The 1919 Dempsey-Willard title fight aired on Channel 11, KTTV in June 1951 on a segment of Greatest Fights of the Century.

Fight films remained popular on the big screen into the 1970s, in part because the really big, important fights would not be televised for months, if ever. It was only after the rise of pay-per-view that theatrically-released fight films had their final fade out.

The rematch between “Sugar” Ray Robinson and English boxer Randy Turpin for the world middleweight championship took place at the Polo Grounds in New York on September 12, 1951. Robinson, who had lost the title to Turpin two months earlier, won it back. Los Angeles audiences could see it for themselves at the Pantages and Hillstreet theaters by September 14, along with a double feature of Pickup and Criminal Lawyer.

Never to be seen on TV! World Heavyweight champion Floyd Patterson and Swedish boxer Ingeman “Ingo” Johansson fought for the third time on March 13, 1961 in Miami Beach. Johansson had won the title from Patterson in 1959. Patterson recovered in in a rematch the following year and successfully defended it in this, their third meeting. In fact, it was televised to a limited number of local households. LA audiences could see it on the Giant Screen at the Orpheum Theater (subject to Air Express) as of March 15.

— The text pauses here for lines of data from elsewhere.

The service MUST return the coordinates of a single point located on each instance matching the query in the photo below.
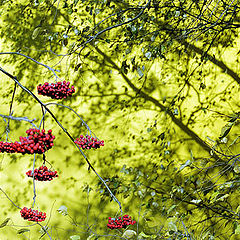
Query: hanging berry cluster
(88, 142)
(35, 142)
(57, 90)
(120, 222)
(42, 174)
(32, 215)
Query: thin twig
(34, 187)
(44, 65)
(19, 119)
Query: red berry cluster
(57, 90)
(88, 142)
(120, 222)
(35, 142)
(32, 215)
(42, 174)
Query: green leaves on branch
(5, 223)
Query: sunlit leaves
(4, 223)
(128, 234)
(75, 237)
(63, 210)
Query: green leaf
(149, 129)
(36, 32)
(75, 2)
(148, 55)
(139, 71)
(91, 237)
(129, 234)
(172, 226)
(187, 163)
(63, 210)
(5, 222)
(237, 230)
(226, 129)
(75, 237)
(23, 230)
(171, 208)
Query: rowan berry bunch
(120, 222)
(88, 142)
(32, 215)
(57, 90)
(35, 142)
(42, 174)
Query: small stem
(10, 110)
(44, 65)
(45, 230)
(58, 104)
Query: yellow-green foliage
(161, 91)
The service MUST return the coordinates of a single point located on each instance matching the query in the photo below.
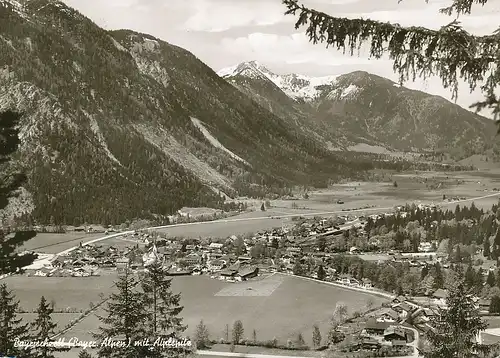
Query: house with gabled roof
(376, 328)
(246, 273)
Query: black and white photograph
(249, 178)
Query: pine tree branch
(450, 52)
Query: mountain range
(362, 110)
(120, 125)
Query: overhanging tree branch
(449, 53)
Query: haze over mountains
(360, 107)
(119, 125)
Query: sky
(223, 33)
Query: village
(303, 249)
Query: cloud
(430, 17)
(218, 16)
(285, 49)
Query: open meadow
(68, 293)
(411, 187)
(275, 306)
(52, 243)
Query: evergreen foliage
(44, 330)
(450, 52)
(316, 336)
(202, 337)
(237, 331)
(126, 321)
(456, 328)
(10, 181)
(11, 326)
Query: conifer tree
(11, 260)
(11, 327)
(84, 354)
(491, 279)
(202, 337)
(125, 320)
(43, 330)
(449, 53)
(316, 336)
(486, 248)
(164, 305)
(237, 331)
(456, 328)
(321, 273)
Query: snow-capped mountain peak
(294, 85)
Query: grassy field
(292, 305)
(50, 243)
(73, 292)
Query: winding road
(250, 355)
(270, 217)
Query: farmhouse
(228, 274)
(122, 264)
(376, 328)
(216, 245)
(388, 316)
(370, 343)
(403, 309)
(440, 296)
(395, 333)
(247, 273)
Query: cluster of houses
(82, 262)
(389, 325)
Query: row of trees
(141, 309)
(13, 330)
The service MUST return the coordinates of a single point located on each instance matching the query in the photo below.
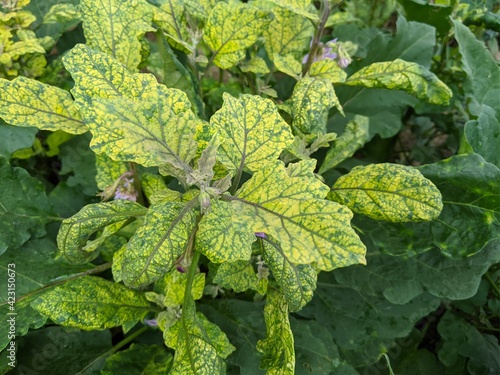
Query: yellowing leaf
(217, 229)
(311, 100)
(155, 247)
(403, 75)
(26, 102)
(292, 210)
(328, 69)
(354, 137)
(252, 131)
(129, 130)
(297, 282)
(76, 230)
(287, 34)
(200, 346)
(115, 26)
(388, 192)
(92, 303)
(278, 354)
(230, 29)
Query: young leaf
(355, 135)
(278, 354)
(254, 133)
(160, 241)
(26, 102)
(230, 29)
(200, 346)
(311, 100)
(115, 26)
(292, 210)
(296, 281)
(76, 230)
(92, 303)
(403, 75)
(388, 192)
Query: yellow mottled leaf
(388, 192)
(26, 102)
(291, 209)
(355, 135)
(253, 132)
(311, 100)
(115, 26)
(328, 69)
(287, 34)
(278, 354)
(230, 29)
(403, 75)
(155, 247)
(92, 303)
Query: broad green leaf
(200, 346)
(160, 241)
(115, 26)
(238, 276)
(311, 100)
(139, 359)
(482, 84)
(76, 230)
(483, 135)
(329, 70)
(129, 130)
(355, 135)
(278, 354)
(26, 102)
(299, 7)
(296, 281)
(92, 303)
(254, 133)
(217, 229)
(24, 207)
(470, 216)
(287, 34)
(403, 75)
(293, 211)
(230, 29)
(388, 192)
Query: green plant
(231, 201)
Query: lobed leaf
(115, 26)
(92, 303)
(160, 241)
(230, 29)
(26, 102)
(76, 230)
(403, 75)
(278, 354)
(388, 192)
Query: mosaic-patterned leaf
(76, 230)
(219, 228)
(292, 210)
(26, 102)
(403, 75)
(278, 354)
(355, 135)
(389, 192)
(230, 29)
(92, 303)
(200, 346)
(155, 247)
(297, 282)
(115, 26)
(311, 100)
(253, 132)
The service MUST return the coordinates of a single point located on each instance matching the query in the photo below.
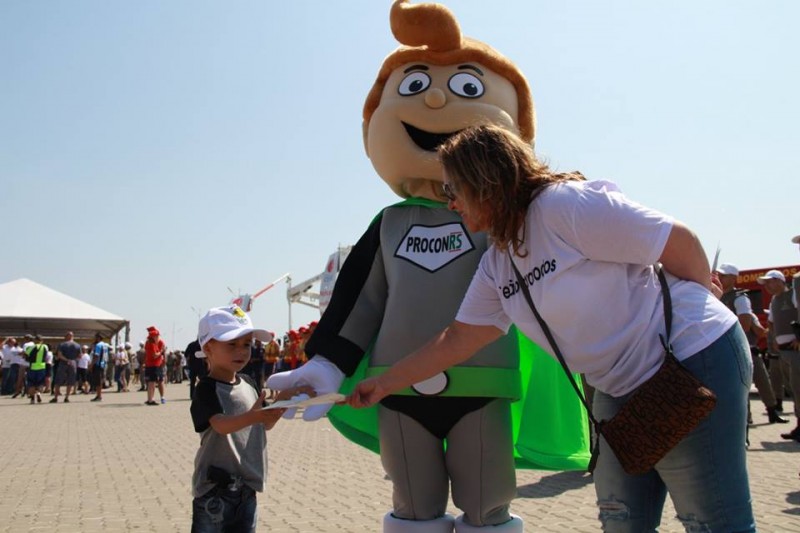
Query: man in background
(67, 355)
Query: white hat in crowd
(772, 274)
(228, 323)
(729, 269)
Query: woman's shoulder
(566, 195)
(569, 189)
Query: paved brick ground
(120, 465)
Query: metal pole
(288, 300)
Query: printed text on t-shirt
(534, 275)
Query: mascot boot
(512, 526)
(392, 524)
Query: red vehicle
(759, 297)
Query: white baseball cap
(228, 323)
(772, 274)
(729, 269)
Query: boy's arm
(226, 424)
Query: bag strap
(546, 330)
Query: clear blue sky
(154, 153)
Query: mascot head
(435, 84)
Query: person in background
(120, 369)
(97, 368)
(154, 364)
(129, 353)
(255, 368)
(737, 301)
(36, 377)
(141, 355)
(10, 354)
(782, 312)
(272, 352)
(589, 257)
(67, 354)
(82, 377)
(196, 361)
(22, 365)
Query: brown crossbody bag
(659, 413)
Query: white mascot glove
(318, 373)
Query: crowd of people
(34, 366)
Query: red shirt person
(154, 361)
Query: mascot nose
(435, 98)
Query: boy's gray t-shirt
(242, 453)
(70, 350)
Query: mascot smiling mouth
(426, 140)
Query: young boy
(231, 464)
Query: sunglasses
(447, 191)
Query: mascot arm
(320, 374)
(347, 327)
(352, 319)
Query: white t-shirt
(10, 355)
(589, 271)
(21, 357)
(742, 305)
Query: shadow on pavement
(786, 446)
(554, 485)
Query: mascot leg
(414, 460)
(480, 460)
(392, 524)
(512, 526)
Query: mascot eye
(414, 83)
(466, 85)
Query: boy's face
(229, 356)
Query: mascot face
(420, 106)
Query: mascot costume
(404, 281)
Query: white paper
(303, 400)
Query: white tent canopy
(28, 307)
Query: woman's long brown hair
(495, 170)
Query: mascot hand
(320, 374)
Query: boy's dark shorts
(154, 373)
(65, 375)
(35, 378)
(98, 376)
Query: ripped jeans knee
(613, 514)
(692, 525)
(225, 510)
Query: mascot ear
(364, 133)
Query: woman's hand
(367, 393)
(716, 285)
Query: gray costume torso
(402, 283)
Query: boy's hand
(367, 393)
(270, 417)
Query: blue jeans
(225, 511)
(706, 473)
(9, 379)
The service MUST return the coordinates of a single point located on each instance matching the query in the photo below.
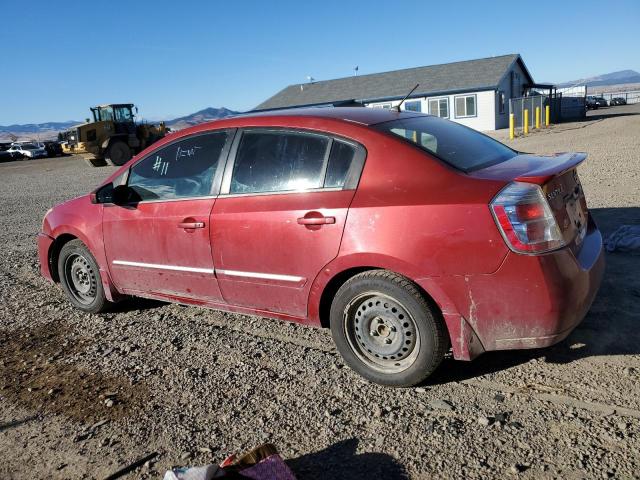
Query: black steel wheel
(80, 277)
(386, 330)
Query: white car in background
(29, 150)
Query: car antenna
(397, 107)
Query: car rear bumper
(44, 245)
(531, 301)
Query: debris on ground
(261, 463)
(625, 239)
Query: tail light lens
(525, 219)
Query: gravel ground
(83, 395)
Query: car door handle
(190, 225)
(316, 220)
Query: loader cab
(120, 114)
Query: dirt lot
(83, 395)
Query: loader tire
(96, 162)
(117, 154)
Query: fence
(630, 97)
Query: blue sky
(176, 57)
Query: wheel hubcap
(381, 332)
(80, 278)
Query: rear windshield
(459, 146)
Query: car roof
(362, 115)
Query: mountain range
(51, 129)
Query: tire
(117, 154)
(80, 278)
(96, 162)
(386, 330)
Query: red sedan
(404, 233)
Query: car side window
(279, 162)
(183, 169)
(340, 162)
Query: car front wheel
(80, 278)
(386, 330)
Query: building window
(465, 106)
(415, 106)
(439, 107)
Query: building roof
(480, 74)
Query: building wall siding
(512, 88)
(484, 120)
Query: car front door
(160, 242)
(280, 216)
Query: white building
(475, 93)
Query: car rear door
(280, 216)
(160, 243)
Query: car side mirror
(123, 195)
(103, 195)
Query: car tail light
(525, 219)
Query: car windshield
(459, 146)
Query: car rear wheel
(80, 278)
(117, 154)
(386, 330)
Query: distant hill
(613, 78)
(49, 130)
(201, 116)
(37, 127)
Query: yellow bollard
(546, 115)
(511, 126)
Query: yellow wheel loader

Sports Illustrated called the first fight between Sonny Liston, who won the Heavyweight title from Patterson in 1962, and underdog Muhammad Ali (then still Cassius Clay) at Miami Beach on February 29, 1964 the “fourth greatest sports moment of the twentieth century.” Clay won by a technical KO. By now, films were more widely distributed, enjoying first-run releases in neighborhood theaters.

“Will not be shown on home TV for 6 months.” The Muhommad Ali- Joe Frazier fight was billed as another “Fight of the Century.” This one took place at Madison Square Garden on March 8. 1971. Frazier won. The (color!) film of the fight was due to reach LA theaters on March 13 (subject to airmail arrival).

Notes:

1. Stanley Ketchel was murdered on October 15, 1910 while training for a potential comeback. He was 24.

2. Johnson, later claimed that he had thrown the fight to Willard in the 26th round. He died in a car crash in 1946 at the age of 68. Willard, who settled in Los Angeles after his retirement, denied there had been any fix, and searched for a copy of the film of the fight for many years, finally locating a copy in Australia in 1959, thought to have been Johnson’s own copy. However, the print ended up in the hands of television producer Bill Cayton and Jimmy Jacobs, a local collector. The 1915 match aired on television the same year, but the critical 26th round had been cut out. Willard sued; the case was later settled. The footage showing Willard’s impressive and legit KO was later restored and featured in the documentary The Legendary Champions produced by Jacobs, Cayton and others in 1968. Willard died the same year at age 86.

3. Daugherty was forced to resign on March 28, 1924.